ANCHORAGE (AP) -- Thirty-five tribal nations from the Yukon, the Northwest Territories, British Columbia and Alaska have signed a protocol to look out for each other's interests if a natural gas pipeline is built.
One plan being backed by Alaska leaders, as well as members of the Senate, calls for building a gas pipeline from Alaska into Canada along the Alaska-Canada Highway.
Thirteen Alaska tribes, whose villages are along the trans-Alaska pipeline, joined forces with the Canadian tribes in signing the pact last week at the First Nations Oil and Gas Summit in Whitehorse, Yukon Territory.
The tribes want federal, state and provincial governments and energy companies to consult with them prior to construction of a pipeline.
Natural gas producers in Alaska are looking at two routes to move natural gas from Prudhoe Bay to the Lower 48. The other would go under the Beaufort Sea to the Northwest Territories and then down through that territory to connecting pipelines in Alberta.
Work in Washington on the proposed pipeline is proceeding.
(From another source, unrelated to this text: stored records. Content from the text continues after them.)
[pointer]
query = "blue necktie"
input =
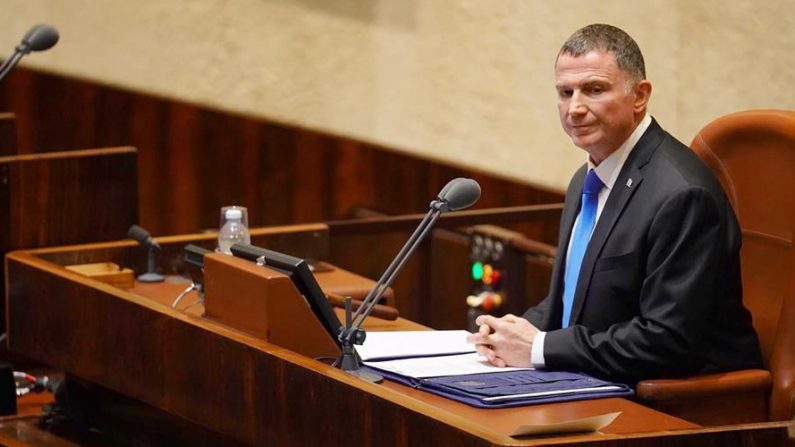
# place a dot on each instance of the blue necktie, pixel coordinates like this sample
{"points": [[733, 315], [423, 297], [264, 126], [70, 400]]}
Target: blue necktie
{"points": [[579, 242]]}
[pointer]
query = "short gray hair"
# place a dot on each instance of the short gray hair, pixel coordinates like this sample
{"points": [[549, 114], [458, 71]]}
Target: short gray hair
{"points": [[611, 39]]}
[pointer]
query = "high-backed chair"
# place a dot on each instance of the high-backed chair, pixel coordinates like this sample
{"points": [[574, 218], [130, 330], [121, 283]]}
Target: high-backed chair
{"points": [[753, 155]]}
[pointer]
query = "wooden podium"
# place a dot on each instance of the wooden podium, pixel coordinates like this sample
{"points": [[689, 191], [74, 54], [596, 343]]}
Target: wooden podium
{"points": [[250, 391]]}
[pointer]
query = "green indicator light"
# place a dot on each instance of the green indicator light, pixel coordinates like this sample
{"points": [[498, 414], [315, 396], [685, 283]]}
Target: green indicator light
{"points": [[477, 271]]}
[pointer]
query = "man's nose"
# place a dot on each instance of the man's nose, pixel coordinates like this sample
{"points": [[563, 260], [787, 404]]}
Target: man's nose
{"points": [[576, 104]]}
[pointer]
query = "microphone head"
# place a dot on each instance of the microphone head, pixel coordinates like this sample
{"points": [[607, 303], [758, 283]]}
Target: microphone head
{"points": [[39, 38], [443, 193], [142, 236], [462, 194]]}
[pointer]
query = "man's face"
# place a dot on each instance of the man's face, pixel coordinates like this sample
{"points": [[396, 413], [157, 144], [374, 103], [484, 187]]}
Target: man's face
{"points": [[596, 102]]}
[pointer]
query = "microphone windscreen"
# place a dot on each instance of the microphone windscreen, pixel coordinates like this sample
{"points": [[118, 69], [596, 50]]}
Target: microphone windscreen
{"points": [[462, 194], [446, 189], [139, 234], [39, 38]]}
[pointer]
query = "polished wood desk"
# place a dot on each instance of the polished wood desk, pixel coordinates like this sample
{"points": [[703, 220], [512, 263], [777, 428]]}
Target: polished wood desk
{"points": [[251, 392]]}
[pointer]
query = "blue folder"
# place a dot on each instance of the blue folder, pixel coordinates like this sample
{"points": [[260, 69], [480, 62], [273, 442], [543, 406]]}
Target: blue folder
{"points": [[513, 388]]}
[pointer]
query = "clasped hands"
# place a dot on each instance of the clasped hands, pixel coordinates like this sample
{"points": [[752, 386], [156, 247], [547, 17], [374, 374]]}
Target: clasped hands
{"points": [[504, 341]]}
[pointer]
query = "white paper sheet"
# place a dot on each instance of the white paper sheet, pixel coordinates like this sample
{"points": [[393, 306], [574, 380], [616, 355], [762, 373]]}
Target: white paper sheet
{"points": [[400, 344], [449, 365]]}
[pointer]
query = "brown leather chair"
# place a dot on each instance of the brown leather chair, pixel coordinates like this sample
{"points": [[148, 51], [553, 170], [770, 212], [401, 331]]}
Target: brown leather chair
{"points": [[753, 156]]}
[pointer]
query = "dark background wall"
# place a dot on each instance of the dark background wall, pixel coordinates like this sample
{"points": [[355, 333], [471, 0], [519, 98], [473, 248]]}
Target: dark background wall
{"points": [[193, 160]]}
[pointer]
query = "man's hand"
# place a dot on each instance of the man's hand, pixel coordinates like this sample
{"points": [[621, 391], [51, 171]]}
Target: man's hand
{"points": [[504, 341]]}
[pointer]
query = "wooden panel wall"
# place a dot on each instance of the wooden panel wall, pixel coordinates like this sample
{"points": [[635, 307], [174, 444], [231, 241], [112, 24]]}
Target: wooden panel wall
{"points": [[193, 160], [8, 134]]}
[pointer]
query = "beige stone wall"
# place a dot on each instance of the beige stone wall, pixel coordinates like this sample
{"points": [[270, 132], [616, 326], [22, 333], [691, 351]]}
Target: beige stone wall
{"points": [[466, 82]]}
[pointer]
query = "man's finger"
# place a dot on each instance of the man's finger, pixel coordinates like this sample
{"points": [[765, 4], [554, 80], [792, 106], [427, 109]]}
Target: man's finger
{"points": [[487, 320]]}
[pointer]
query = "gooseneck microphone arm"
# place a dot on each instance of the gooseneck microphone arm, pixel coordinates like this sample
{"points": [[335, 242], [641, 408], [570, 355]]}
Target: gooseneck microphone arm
{"points": [[458, 194], [145, 239], [39, 38]]}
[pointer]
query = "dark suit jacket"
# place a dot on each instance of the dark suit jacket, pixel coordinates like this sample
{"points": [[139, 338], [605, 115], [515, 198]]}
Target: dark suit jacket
{"points": [[659, 292]]}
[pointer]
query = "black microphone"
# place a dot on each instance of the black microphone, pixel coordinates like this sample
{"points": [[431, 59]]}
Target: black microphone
{"points": [[457, 194], [39, 38], [144, 238]]}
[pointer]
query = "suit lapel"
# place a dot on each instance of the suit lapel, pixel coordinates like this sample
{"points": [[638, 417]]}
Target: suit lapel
{"points": [[628, 181]]}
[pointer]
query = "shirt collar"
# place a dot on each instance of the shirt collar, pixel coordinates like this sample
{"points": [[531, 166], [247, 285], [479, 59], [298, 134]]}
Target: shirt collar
{"points": [[610, 167]]}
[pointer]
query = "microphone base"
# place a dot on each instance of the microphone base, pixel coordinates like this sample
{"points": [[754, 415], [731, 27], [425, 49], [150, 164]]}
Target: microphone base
{"points": [[350, 362], [150, 277], [367, 376]]}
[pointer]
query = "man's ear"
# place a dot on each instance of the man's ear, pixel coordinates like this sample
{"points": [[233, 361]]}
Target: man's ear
{"points": [[642, 92]]}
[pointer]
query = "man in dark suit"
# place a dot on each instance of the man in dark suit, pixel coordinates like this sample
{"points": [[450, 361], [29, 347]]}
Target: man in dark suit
{"points": [[646, 282]]}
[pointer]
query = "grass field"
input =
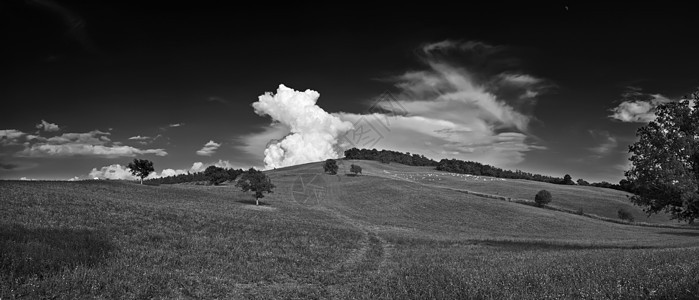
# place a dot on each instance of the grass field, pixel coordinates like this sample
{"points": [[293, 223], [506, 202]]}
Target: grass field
{"points": [[373, 236], [593, 200]]}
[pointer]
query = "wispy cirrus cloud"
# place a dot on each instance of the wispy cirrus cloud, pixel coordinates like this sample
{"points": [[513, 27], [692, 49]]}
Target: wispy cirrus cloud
{"points": [[457, 105], [93, 143], [208, 149]]}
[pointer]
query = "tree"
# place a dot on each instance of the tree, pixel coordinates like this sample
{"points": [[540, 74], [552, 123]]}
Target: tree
{"points": [[355, 169], [385, 157], [216, 175], [330, 166], [665, 161], [542, 198], [141, 168], [256, 181], [568, 180]]}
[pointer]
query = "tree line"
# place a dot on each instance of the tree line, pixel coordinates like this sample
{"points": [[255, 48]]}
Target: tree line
{"points": [[473, 168], [213, 175], [388, 156]]}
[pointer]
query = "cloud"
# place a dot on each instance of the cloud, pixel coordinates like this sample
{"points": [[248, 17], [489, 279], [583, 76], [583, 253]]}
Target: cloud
{"points": [[144, 140], [458, 106], [437, 138], [471, 46], [93, 143], [209, 148], [115, 172], [10, 136], [637, 107], [140, 138], [119, 172], [217, 99], [8, 166], [313, 132], [48, 127], [608, 143], [470, 101]]}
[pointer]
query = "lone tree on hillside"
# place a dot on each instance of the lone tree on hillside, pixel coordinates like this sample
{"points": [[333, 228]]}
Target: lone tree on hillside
{"points": [[568, 180], [665, 161], [256, 181], [355, 169], [141, 168], [216, 175], [542, 198], [330, 166]]}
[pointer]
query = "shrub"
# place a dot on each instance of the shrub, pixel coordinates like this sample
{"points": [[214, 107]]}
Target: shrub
{"points": [[330, 166], [542, 198], [355, 169], [215, 175], [625, 215]]}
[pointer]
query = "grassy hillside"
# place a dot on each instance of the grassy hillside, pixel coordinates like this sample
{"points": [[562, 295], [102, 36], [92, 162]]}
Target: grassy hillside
{"points": [[323, 236], [593, 200]]}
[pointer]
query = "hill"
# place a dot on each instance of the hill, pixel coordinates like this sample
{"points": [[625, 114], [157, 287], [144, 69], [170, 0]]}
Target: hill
{"points": [[380, 235], [592, 200]]}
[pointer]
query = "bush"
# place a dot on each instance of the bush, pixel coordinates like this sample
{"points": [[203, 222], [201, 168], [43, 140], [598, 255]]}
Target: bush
{"points": [[625, 215], [215, 175], [330, 166], [355, 169], [542, 198]]}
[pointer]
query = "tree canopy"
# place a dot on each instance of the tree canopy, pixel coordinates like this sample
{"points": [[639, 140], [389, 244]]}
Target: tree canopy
{"points": [[355, 169], [256, 181], [665, 161], [141, 168], [330, 166]]}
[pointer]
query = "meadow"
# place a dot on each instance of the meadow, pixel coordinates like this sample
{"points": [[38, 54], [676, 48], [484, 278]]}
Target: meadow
{"points": [[320, 236]]}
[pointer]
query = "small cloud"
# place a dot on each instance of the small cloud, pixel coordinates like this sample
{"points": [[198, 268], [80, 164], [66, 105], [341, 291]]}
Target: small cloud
{"points": [[115, 171], [93, 143], [8, 166], [445, 45], [217, 99], [48, 127], [609, 143], [519, 79], [139, 138], [10, 136], [209, 148], [637, 107]]}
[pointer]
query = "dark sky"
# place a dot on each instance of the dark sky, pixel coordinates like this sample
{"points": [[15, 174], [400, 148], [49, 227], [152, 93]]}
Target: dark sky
{"points": [[116, 80]]}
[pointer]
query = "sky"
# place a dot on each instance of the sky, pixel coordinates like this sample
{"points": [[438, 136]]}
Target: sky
{"points": [[553, 89]]}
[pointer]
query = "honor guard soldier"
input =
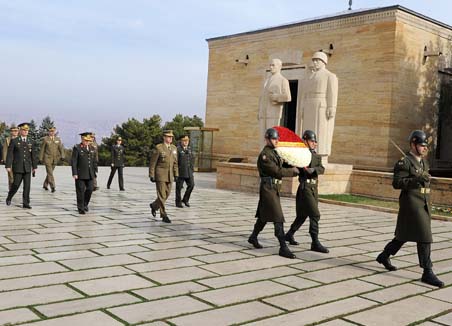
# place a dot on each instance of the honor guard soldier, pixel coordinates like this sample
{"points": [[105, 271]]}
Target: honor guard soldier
{"points": [[163, 171], [84, 167], [185, 163], [52, 151], [307, 199], [22, 159], [271, 171], [414, 217], [95, 147], [117, 163], [13, 133]]}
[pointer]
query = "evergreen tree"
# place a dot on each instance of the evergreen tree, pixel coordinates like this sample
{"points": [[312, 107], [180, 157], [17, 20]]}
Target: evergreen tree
{"points": [[179, 122], [46, 124]]}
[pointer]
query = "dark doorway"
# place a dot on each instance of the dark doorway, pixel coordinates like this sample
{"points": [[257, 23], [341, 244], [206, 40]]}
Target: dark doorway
{"points": [[289, 116]]}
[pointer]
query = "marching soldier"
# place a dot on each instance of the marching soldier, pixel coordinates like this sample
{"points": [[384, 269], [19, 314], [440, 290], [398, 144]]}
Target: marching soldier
{"points": [[52, 151], [307, 199], [117, 163], [13, 133], [185, 163], [414, 219], [83, 171], [269, 208], [163, 170], [95, 147], [22, 160]]}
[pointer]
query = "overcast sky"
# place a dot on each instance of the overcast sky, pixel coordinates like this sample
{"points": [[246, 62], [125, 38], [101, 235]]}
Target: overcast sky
{"points": [[107, 60]]}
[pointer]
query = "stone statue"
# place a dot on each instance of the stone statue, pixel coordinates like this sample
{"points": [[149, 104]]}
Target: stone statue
{"points": [[275, 92], [319, 91]]}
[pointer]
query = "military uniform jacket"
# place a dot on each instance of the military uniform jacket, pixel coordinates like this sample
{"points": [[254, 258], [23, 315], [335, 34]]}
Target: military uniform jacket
{"points": [[163, 165], [51, 150], [21, 155], [307, 193], [83, 162], [185, 162], [117, 156], [413, 219], [270, 167]]}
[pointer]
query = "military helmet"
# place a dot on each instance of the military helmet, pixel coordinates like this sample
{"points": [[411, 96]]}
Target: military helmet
{"points": [[321, 56], [272, 133], [309, 135], [418, 137]]}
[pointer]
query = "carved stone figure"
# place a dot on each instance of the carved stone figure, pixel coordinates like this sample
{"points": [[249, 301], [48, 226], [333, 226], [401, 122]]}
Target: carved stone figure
{"points": [[275, 92], [319, 91]]}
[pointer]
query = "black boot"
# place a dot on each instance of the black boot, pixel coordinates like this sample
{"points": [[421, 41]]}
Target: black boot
{"points": [[430, 278], [258, 227], [383, 259], [284, 251], [290, 239], [317, 246]]}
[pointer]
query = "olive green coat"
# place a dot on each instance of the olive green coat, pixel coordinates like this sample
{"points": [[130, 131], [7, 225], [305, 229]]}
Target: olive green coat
{"points": [[413, 220], [307, 199], [270, 164], [163, 165], [51, 150]]}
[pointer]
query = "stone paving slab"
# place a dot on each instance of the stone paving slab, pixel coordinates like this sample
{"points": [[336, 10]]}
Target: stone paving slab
{"points": [[117, 265]]}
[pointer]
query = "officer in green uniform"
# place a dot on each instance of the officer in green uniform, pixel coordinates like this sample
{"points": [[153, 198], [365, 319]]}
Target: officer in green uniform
{"points": [[52, 151], [13, 133], [413, 220], [84, 166], [22, 159], [117, 163], [271, 171], [95, 148], [185, 163], [163, 171], [307, 199]]}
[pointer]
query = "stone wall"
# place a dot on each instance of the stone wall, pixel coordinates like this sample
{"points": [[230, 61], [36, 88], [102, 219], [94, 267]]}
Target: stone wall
{"points": [[383, 83]]}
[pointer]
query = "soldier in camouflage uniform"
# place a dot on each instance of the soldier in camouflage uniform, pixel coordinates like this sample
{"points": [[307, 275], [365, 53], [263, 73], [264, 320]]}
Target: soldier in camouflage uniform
{"points": [[414, 217], [52, 151]]}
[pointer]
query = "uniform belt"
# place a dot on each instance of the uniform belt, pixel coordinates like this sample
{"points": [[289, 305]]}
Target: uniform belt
{"points": [[271, 180]]}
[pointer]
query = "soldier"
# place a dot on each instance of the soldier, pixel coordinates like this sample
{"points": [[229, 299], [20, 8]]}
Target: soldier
{"points": [[21, 158], [413, 220], [52, 151], [185, 163], [84, 166], [95, 147], [163, 170], [117, 163], [269, 208], [307, 199], [13, 132]]}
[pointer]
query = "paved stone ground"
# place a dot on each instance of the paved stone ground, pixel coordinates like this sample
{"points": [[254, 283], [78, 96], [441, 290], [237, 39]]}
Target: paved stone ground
{"points": [[118, 266]]}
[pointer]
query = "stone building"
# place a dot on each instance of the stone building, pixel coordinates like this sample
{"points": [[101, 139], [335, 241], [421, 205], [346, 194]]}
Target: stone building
{"points": [[392, 79]]}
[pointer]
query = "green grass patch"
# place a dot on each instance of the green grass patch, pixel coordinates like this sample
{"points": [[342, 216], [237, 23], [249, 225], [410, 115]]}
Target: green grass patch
{"points": [[363, 200]]}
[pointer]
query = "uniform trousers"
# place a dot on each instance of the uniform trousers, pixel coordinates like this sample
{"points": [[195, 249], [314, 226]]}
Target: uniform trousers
{"points": [[423, 251], [50, 180], [83, 189], [190, 181], [163, 192], [18, 177], [120, 176]]}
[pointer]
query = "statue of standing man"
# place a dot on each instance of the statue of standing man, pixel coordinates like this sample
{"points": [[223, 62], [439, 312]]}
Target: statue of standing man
{"points": [[276, 91], [318, 103]]}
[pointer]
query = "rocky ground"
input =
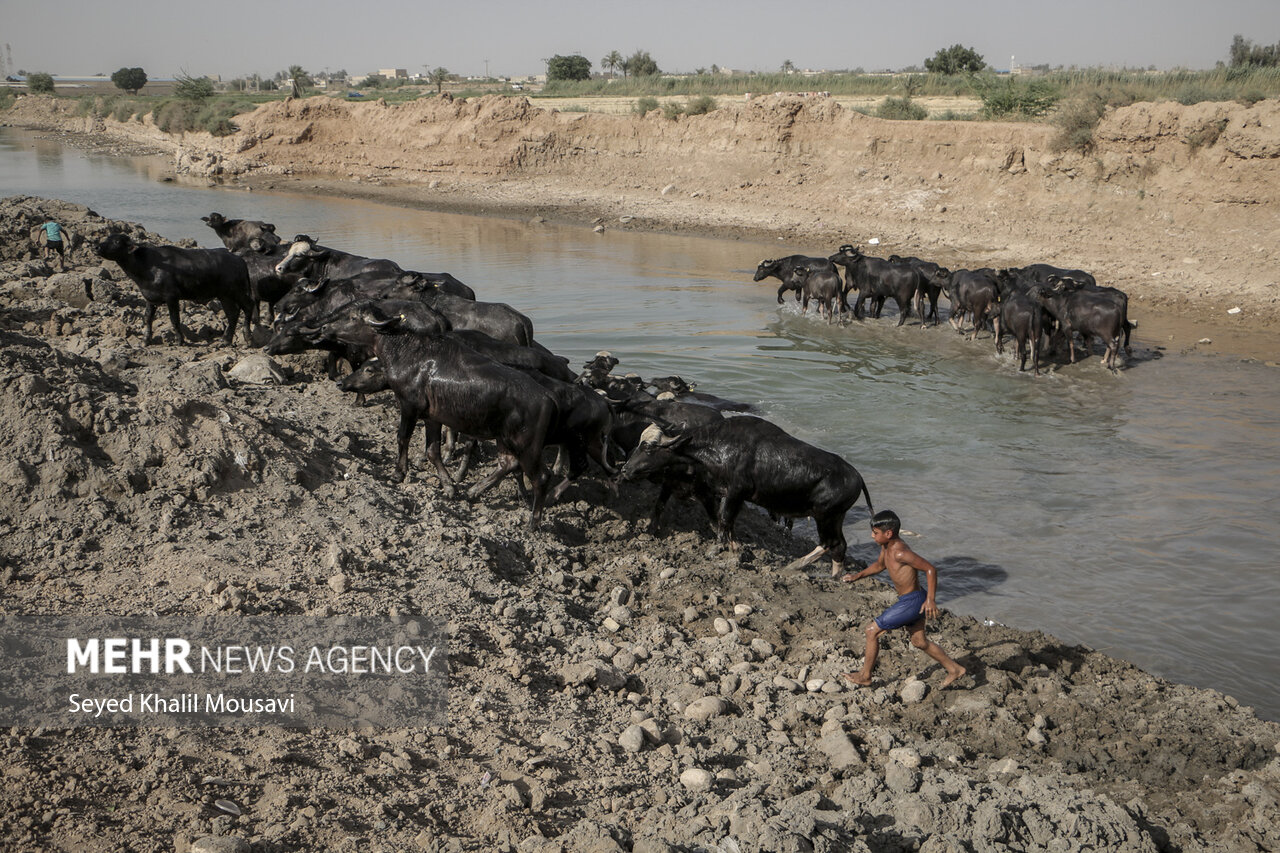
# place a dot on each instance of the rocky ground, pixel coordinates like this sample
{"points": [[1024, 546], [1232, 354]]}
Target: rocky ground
{"points": [[608, 689]]}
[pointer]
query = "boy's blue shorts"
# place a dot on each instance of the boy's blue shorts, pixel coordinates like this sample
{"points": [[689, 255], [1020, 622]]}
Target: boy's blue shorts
{"points": [[903, 612]]}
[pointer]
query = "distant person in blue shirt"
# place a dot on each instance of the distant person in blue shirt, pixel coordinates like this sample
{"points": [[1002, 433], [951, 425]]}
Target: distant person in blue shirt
{"points": [[53, 242]]}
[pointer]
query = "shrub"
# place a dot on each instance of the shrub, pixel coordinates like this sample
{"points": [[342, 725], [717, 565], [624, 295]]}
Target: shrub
{"points": [[1075, 121], [193, 89], [700, 105], [1013, 99], [903, 109], [216, 117], [176, 115], [123, 110], [40, 83]]}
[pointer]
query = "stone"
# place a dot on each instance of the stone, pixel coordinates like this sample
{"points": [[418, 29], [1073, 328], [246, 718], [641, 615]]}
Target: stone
{"points": [[632, 738], [705, 708], [914, 692], [220, 844], [837, 747], [905, 756], [257, 370], [696, 779]]}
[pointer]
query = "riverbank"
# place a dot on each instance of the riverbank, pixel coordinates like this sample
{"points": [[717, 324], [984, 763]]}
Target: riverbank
{"points": [[1176, 205], [609, 689]]}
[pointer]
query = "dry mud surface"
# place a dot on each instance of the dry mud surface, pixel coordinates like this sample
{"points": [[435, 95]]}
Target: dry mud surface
{"points": [[182, 480]]}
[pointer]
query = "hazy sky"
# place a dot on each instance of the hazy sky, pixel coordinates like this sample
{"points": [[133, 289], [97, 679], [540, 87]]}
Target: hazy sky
{"points": [[237, 37]]}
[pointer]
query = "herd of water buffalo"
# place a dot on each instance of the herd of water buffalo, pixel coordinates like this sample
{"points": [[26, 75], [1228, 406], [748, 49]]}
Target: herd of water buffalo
{"points": [[474, 366], [1033, 304]]}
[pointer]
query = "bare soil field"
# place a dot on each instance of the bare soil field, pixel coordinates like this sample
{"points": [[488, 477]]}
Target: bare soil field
{"points": [[611, 689]]}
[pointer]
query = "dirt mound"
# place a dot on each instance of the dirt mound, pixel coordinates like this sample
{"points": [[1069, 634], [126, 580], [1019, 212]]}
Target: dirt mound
{"points": [[609, 689]]}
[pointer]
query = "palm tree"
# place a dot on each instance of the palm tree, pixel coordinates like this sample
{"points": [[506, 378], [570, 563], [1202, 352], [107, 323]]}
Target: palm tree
{"points": [[439, 76], [613, 62]]}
The Senate recently approved an amendment, proposed by Sen. Frank Murkowski, R-Alaska, mandating the southern highway route.
Murkowski has said when the Senate returns April 8 from its spring break, he will resume efforts to create financial benefits to improve the economic feasibility of a pipeline. One idea is to create some sort of tax credit for gas producers if prices fall below a certain level.
John Browne, BP's chief executive, has said the estimated $15 billion to $20 billion cost of building a pipeline puts it out of reach financially.
BP, Phillips and Exxon Mobil -- owners of most of the Slope's proven gas reserves of 35 trillion cubic feet -- have finished a $125 million feasibility study. So far, they've determined the project would not be profitable.